Sculptor Irving Berg and printmaker/painter Robert Broner were longtime friends both involved in art education and the community of Modernist artists in Detroit. Berg used found objects to comprise his collage sculptures called Assemblages, and Broner utilized found objects as both printing devices and subjects. "In contrast to the avid materialism of their era, Irving and Robert represented a generation of artists that believed in the prime importance of art in the community," said Harriet Berg, wife of the sculptor.

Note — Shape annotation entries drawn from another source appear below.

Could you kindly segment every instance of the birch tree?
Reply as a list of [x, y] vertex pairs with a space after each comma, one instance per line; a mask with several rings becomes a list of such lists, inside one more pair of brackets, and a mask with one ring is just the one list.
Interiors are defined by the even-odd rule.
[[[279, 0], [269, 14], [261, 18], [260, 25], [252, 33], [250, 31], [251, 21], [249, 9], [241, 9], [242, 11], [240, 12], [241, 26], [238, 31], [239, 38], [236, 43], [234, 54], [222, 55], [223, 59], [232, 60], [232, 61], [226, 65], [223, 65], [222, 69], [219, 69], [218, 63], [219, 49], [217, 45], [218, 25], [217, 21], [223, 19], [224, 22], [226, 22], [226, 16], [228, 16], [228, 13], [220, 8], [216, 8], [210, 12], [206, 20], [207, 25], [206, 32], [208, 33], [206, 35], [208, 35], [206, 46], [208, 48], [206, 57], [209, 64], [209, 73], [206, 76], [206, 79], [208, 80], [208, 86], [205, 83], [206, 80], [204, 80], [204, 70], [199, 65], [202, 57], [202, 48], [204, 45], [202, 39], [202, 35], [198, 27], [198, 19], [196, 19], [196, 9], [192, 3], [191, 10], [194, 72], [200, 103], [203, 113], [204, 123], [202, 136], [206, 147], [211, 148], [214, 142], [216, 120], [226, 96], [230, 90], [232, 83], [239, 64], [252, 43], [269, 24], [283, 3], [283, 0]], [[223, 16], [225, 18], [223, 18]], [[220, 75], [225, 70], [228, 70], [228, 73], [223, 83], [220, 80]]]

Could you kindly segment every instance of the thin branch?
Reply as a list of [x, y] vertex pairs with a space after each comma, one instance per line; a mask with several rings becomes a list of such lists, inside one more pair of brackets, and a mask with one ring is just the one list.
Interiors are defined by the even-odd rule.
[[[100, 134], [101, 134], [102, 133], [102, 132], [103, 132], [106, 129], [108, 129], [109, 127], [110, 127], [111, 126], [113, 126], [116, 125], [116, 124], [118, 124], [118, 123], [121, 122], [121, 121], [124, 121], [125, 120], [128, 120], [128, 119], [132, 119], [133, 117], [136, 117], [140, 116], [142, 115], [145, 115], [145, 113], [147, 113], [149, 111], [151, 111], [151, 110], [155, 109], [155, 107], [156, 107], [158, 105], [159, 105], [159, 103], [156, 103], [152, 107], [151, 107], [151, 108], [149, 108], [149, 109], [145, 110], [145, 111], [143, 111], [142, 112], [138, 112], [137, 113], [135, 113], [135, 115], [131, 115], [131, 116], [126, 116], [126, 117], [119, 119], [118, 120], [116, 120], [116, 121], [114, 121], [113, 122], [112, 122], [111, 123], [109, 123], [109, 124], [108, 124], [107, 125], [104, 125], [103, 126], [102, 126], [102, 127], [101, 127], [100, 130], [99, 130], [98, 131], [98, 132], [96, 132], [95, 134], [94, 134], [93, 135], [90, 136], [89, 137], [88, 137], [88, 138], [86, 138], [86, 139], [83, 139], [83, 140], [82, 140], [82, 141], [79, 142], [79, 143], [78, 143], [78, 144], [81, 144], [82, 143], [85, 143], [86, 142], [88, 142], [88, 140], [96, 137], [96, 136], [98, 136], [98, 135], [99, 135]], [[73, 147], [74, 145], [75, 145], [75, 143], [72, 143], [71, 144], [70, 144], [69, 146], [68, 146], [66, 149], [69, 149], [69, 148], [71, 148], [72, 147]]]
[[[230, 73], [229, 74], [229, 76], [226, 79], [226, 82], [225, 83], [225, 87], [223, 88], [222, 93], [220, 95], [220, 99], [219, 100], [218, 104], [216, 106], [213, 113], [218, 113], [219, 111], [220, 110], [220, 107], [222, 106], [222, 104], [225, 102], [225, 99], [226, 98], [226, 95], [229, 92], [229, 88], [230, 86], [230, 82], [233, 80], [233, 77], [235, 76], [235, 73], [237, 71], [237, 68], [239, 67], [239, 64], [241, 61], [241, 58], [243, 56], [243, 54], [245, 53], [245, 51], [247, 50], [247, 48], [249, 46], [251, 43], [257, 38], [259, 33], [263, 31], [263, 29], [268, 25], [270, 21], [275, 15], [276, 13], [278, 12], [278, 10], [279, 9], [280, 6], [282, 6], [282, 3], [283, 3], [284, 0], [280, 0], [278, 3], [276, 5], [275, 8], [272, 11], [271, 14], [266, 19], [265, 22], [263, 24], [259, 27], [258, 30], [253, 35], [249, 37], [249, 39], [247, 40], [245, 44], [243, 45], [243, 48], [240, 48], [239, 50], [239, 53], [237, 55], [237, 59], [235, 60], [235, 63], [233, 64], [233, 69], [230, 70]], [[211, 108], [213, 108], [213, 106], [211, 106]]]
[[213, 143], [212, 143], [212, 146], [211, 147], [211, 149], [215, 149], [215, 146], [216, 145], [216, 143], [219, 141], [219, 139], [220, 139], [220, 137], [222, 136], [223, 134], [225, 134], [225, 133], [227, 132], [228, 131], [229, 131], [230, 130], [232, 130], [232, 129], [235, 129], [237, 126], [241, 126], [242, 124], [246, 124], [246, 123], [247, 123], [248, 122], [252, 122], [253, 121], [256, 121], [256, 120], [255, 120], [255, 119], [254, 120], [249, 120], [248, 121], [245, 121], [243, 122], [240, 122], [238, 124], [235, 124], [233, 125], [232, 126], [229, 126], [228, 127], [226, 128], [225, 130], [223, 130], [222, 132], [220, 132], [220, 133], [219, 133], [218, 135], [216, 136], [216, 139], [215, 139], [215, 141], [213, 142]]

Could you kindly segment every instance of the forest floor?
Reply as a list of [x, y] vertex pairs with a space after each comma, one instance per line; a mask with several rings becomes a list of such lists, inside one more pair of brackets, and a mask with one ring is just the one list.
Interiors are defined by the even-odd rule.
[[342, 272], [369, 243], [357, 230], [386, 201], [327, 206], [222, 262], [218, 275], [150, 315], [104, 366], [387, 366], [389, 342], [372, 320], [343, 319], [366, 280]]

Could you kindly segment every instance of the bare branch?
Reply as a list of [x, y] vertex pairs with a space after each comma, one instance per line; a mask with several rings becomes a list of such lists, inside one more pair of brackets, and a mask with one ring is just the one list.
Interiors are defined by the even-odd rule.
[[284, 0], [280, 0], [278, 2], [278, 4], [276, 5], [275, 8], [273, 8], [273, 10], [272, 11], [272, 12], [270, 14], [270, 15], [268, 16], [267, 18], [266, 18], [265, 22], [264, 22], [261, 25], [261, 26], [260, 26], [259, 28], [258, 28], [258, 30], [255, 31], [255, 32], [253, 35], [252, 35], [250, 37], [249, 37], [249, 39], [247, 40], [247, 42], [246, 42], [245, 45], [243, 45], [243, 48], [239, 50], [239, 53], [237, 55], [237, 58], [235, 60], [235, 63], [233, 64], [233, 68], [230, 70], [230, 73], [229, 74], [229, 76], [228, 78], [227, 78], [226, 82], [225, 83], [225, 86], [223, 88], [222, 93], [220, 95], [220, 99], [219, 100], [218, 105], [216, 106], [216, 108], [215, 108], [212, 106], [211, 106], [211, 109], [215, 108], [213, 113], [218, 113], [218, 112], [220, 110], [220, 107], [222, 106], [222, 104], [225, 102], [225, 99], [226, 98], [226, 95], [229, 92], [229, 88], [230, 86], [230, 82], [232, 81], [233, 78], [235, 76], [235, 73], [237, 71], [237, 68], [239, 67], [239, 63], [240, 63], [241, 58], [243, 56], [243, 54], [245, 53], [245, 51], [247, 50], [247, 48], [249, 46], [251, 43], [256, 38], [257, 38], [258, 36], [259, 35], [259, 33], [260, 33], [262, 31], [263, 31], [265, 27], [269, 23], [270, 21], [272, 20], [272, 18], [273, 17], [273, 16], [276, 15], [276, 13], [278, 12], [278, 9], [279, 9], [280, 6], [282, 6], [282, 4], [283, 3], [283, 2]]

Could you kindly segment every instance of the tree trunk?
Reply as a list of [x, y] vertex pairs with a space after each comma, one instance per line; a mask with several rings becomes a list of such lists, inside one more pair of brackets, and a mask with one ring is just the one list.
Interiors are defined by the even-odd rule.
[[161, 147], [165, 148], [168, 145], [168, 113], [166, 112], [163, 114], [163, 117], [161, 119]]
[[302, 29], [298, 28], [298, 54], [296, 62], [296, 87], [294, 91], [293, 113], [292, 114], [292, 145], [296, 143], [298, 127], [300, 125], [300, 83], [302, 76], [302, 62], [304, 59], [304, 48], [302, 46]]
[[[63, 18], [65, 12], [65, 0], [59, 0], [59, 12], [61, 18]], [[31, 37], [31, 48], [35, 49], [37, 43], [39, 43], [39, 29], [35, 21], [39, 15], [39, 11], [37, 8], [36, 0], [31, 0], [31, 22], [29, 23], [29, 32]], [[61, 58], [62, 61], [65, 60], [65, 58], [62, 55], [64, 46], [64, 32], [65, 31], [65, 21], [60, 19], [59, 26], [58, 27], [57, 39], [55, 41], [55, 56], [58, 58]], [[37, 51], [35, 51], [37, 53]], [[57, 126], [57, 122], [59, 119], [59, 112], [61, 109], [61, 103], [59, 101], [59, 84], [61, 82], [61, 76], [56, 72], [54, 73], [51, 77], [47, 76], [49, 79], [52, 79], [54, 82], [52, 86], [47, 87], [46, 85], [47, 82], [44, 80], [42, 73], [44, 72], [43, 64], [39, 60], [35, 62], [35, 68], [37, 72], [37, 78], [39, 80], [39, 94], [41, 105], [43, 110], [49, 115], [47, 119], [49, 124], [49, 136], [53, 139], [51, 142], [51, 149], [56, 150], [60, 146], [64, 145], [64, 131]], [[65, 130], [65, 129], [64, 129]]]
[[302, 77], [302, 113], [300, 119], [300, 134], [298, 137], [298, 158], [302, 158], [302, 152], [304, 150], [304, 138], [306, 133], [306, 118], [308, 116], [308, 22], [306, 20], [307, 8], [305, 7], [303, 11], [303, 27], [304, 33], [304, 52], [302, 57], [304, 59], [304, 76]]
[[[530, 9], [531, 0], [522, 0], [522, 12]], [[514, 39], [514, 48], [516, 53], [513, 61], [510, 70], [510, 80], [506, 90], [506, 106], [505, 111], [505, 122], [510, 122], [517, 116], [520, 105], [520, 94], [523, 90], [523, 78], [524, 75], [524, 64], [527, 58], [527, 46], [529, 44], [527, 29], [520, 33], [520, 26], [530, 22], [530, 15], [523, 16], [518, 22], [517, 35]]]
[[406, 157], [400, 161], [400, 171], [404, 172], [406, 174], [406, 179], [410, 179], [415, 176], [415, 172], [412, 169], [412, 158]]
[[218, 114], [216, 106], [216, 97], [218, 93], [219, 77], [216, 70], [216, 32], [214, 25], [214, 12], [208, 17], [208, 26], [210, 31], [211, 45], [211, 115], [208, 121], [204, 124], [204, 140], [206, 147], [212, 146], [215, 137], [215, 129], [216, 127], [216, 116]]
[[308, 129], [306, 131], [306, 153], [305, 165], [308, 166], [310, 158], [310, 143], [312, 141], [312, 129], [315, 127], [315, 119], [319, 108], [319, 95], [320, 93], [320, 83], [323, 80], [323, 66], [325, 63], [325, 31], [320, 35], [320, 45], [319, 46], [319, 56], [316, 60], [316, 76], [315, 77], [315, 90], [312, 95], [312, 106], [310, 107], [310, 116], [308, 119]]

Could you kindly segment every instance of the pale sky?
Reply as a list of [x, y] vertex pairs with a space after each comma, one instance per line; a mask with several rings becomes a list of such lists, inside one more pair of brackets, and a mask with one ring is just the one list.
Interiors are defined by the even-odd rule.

In effect these men transformed objects into art.

BERG / BRONER: Sculpture and Prints by WSU Mid-Century Modernists is open daily, Monday through Thursday, Sept. 22–25, 9am to 5pm; Friday, Sept. 26, 9am to 6pm. McGregor Memorial Conference Center is on Wayne State’s Midtown Detroit campus at 495 Gilmour Mall, Detroit, MI 48202. Self-parking is available in nearby Wayne State Structure 1 (Palmer St. at Cass Ave.) and Structure 5 (southbound Anthony Wayne Dr. just south of Palmer St.), as well as at meters on surrounding streets. Guests with unique mobility needs are recommended to consider Wayne State Lot 31 (northbound Anthony Wayne Dr. just south of Palmer St.) or the Detroit Historical Museum’s lot (Kirby St. between Woodward and Cass), as they are nearest to the conference center. The exhibit is presented through the generous support of Harriet Berg and Nahama Broner and is co-curated by Douglas Haller (Berg) and Janet Hamrick (Broner).

Wayne State University’s College of Fine, Performing and Communication Arts serves 2,200 students majoring in 16 undergraduate and 11 graduate programs in art and art history, communication, music, theatre and dance. Wayne State University, located in the heart of Detroit’s Midtown Cultural Center, is a premier urban research institution offering more than 370 academic programs through 13 schools and colleges to nearly 28,000 students.